Water Source Heatpump (WSHP) is a decentralized HVAC system with terminal units at or near the occupied space. The WSHP system is used in many building types including hotels, multi-family residential, offices and school. The terminal units are also called watersource heat pumps. A watersource heatpump has an enclosure, fan and motor, drain pan and a refrigeration circuit that can operate in both heating and cooling mode. In cooling mode, the refrigeration circuit removes heat from room air and rejects it into a common water loop. In heating, the reverse happens and heat is added from the common water loop into the room air. WSHPs come in a wide range of configurations including wall, horizontal ceiling concealed, Vertical concealed, large capacity, stacked and rooftop models.
A closed loop WSHP system includes a small central mechanical system with a boiler (for supplemental heat), some form of heat ejection (closed circuit evaporative cooler, cooling tower+ heat exchanger or dry cooler) and circulating water pumps. The circulating pumps move water to the water heat exchanger in all the heatpumps. The heatpump is connected to a 2 pipe uninsulated water loop that runs throughout the building. Once of the great energy efficiency advantages of a WSHP system is its ability to move heat from one part of the building to another. For example, heat gain on the sunny south side of the building can be moved to the shaded north side.

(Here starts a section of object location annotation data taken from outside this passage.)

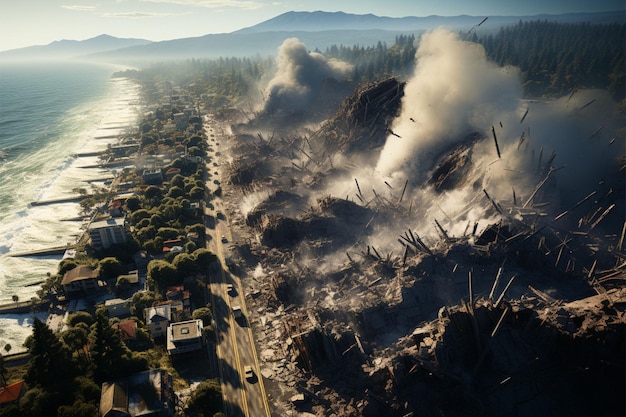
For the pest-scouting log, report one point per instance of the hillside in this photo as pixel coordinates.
(318, 30)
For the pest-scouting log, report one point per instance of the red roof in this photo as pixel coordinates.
(128, 329)
(11, 392)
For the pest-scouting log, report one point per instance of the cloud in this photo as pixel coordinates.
(299, 76)
(215, 4)
(79, 8)
(139, 15)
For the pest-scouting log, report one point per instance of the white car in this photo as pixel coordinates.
(248, 372)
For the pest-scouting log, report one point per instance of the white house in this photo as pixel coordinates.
(106, 233)
(158, 319)
(184, 337)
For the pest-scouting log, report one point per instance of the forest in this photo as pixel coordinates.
(554, 59)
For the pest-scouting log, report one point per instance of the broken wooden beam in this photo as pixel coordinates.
(495, 139)
(501, 298)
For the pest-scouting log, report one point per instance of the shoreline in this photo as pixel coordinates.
(16, 319)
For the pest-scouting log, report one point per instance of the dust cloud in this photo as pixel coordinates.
(299, 77)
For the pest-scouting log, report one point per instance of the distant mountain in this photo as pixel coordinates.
(322, 21)
(318, 30)
(67, 49)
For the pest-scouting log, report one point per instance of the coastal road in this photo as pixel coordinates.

The system can also be connected to a ground loop and is referred to as Ground Source Heatpumps (GSHPs). For GSHPs system, the heat rejection and addition equipment is replaced with a horizontal ground loop (smaller systems) vertical bore ground loop, open water loop (typically residential only) and closed water loop. GSHPs systems reject heat into the ground in the summer months and remove the heat in the winter months making it one of the most energy efficient systems available. The GSHP system is all electric so it is a strong candidate for a zero carbon project (Note: a small electric boiler would make a WSHP a zero carbon system). Due to the temperature ranges, GSHP systems often have insulated piping and anti-freeze.
WSHPs have drain pans so consideration for condensate piping must be given. Providing enough pitch for good drainage can be a challenge. In those cases, small condensate pumps with overflow safety switches can be used.
Temperature control is achieved by a zone thermostat or sensor per unit which reverses the refrigerant circuit for heating and cooling. Some models have either 2 stage capacity control or inverter compressors for modulating capacity. Dehumidification models are available with hot gas reheat coils.
Since the WSHP/GSHP system is decentralized, a Dedicated Outdoor Air (DOAS) system is required to deliver outdoor air to maintain acceptable indoor air quality. It is good practice and often is a code requirement that the ventilation unit have some form of air to air energy recovery. The Ventilation unit can be integrated into the watersource heatpump system by using a water to water heatpump. This allows heat in the building to be used to heat the ventilation air improving building energy performance and lowering the carbon footprint.